From the horse’s mouth: three steps forward and one leap back
Professor Chris Elliott marks ten years since the infamous Horsemeat Scandal and assesses how resilient we are to fraud now.
This year marks 10 years since the infamous Horsemeat Scandal of 2013 – an event that exploded from a report in the TV news about something dodgy found in Tesco beef burgers, to a crisis that engulfed the food industry, regulators and general public in 16 different European countries.
What went wrong and why has been well documented in my independent analysis of the integrity of the UK food supply system, which became known as the ‘Elliott Review’. My intention was not to perpetuate the blame game (other than directed at the criminals) but rather to develop a systems-based approach that would make it far more difficult for fraudsters to penetrate our national food system.
What happened afterwards?
Even though the government accepted my recommendations in full, I was warned that ‘good reports’ often collect dust and not to expect much action as the scandal had passed and other priorities would take over as memories of Horsegate dwindled.
Thankfully the reverse was true. There was a clear appetite to enact the three major recommendations I had made. Firstly, the formation of the Food Industry Intelligence Network (FIIN), a not-for-profit organisation that brought together a number of the large food businesses to share intelligence on food authenticity testing. The organisation is still thriving with more than 50 member companies working together to protect each other and their customers from fraud.

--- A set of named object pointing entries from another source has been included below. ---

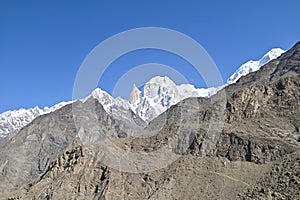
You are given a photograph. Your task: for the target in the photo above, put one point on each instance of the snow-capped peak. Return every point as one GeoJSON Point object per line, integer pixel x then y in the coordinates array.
{"type": "Point", "coordinates": [252, 66]}
{"type": "Point", "coordinates": [13, 120]}
{"type": "Point", "coordinates": [158, 94]}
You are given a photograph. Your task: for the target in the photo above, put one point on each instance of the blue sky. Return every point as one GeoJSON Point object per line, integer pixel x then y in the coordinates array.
{"type": "Point", "coordinates": [43, 43]}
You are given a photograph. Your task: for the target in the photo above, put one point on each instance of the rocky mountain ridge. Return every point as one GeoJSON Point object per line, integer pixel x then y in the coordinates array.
{"type": "Point", "coordinates": [253, 156]}
{"type": "Point", "coordinates": [143, 106]}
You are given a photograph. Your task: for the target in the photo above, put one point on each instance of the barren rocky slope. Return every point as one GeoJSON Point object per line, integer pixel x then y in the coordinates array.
{"type": "Point", "coordinates": [255, 155]}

Will we get lucky and avoid another food fraud crisis?
Secondly, the formation of the National Food Crime Unit and the Scottish Food Crime and Incidents Unit, which was the most controversial of all my recommendations. They have moved from solely gathering intelligence to investigating serious food fraud activities across the UK. Yet the agencies have been frustrated by not being granted the powers they need (and which I recommended) such as applying for search warrants, seizing evidence and interviewing suspects who are under arrest. The Food Standards Agency (FSA) launched a consultation on this matter in 2022 and hopefully this year (and the sooner the better) the UK Government will allow this to happen. Such measures will add sharper teeth to organisations tackling organised crime.
The third very positive outcome of my report was the establishment of the Food Authenticity Network (FAN). This has provided a unique online platform for the sharing of huge amounts of information and training for those who test for and audit food authenticity. With a membership now in the thousands it has become a resource for many around the globe.
As easy as A, B, C?
When asked, as I have been many times, whether things are better, worse or the same since Horsegate, I have always been positive. The response from industry and government to defend the nation against fraudsters and indeed organised crime in the food sector has been enormously beneficial and makes life far more difficult for criminals. I, like others, knew there would always be challenges and that while important deterrents had been put in place, ‘the bad guys wouldn’t stop trying’. But in the past few years my opinion has changed and not for the better. My ABC of major issues that have brought about this change in opinion are as follows:
A is for austerity and the cost-of-living crisis that is impacting so many in our society. Hunting for bargains makes people vulnerable to fraud and there are some who are more than happy to take advantage of this difficult situation.
B is for Brexit and, more specifically, the UK’s exit from the EU’s Food Fraud Network, a high-level system of exchanging information and intelligence on food fraud across member states. Ironically, the UK also lost its first line of border control on food fraud. Huge amounts of the food we consume enter Europe via ports such as Rotterdam. While once food destined for the UK was subject to the same level of inspection and scrutiny as elsewhere in Europe, our imports now receive the same attention as a consignment of unsafe meat heading for remote corners of the world, ie, none at all.
C stands for complacency. We all know that C follows B and in my major risks complacency has followed Brexit in an alarming way. The complacency resides fairly and squarely with the UK Government. When Jacob Rees-Mogg announced in April last year that all checks on food imported from the EU were to be scrapped due to the costs involved I was both astounded and aghast. He was, in effect, leaving our national borders wide open to those fraudsters that he and his Brexit compatriots have told us we were taking back control of – this must surely be one of the great Brexit ironies. What did they expect was going to happen other than fraudsters rubbing their hands together and filling their boots?
My deep concerns about this are shared by many that I speak to in industry, government and consumer organisations. Heaven knows what might happen now. Will we get lucky and avoid another food fraud crisis? Will we get very lucky and avoid significant illness or even deaths if a crisis does emerge? If something bad (and I mean really bad) does happen, I have no doubt the game of pointing fingers as to who is responsible will all start again.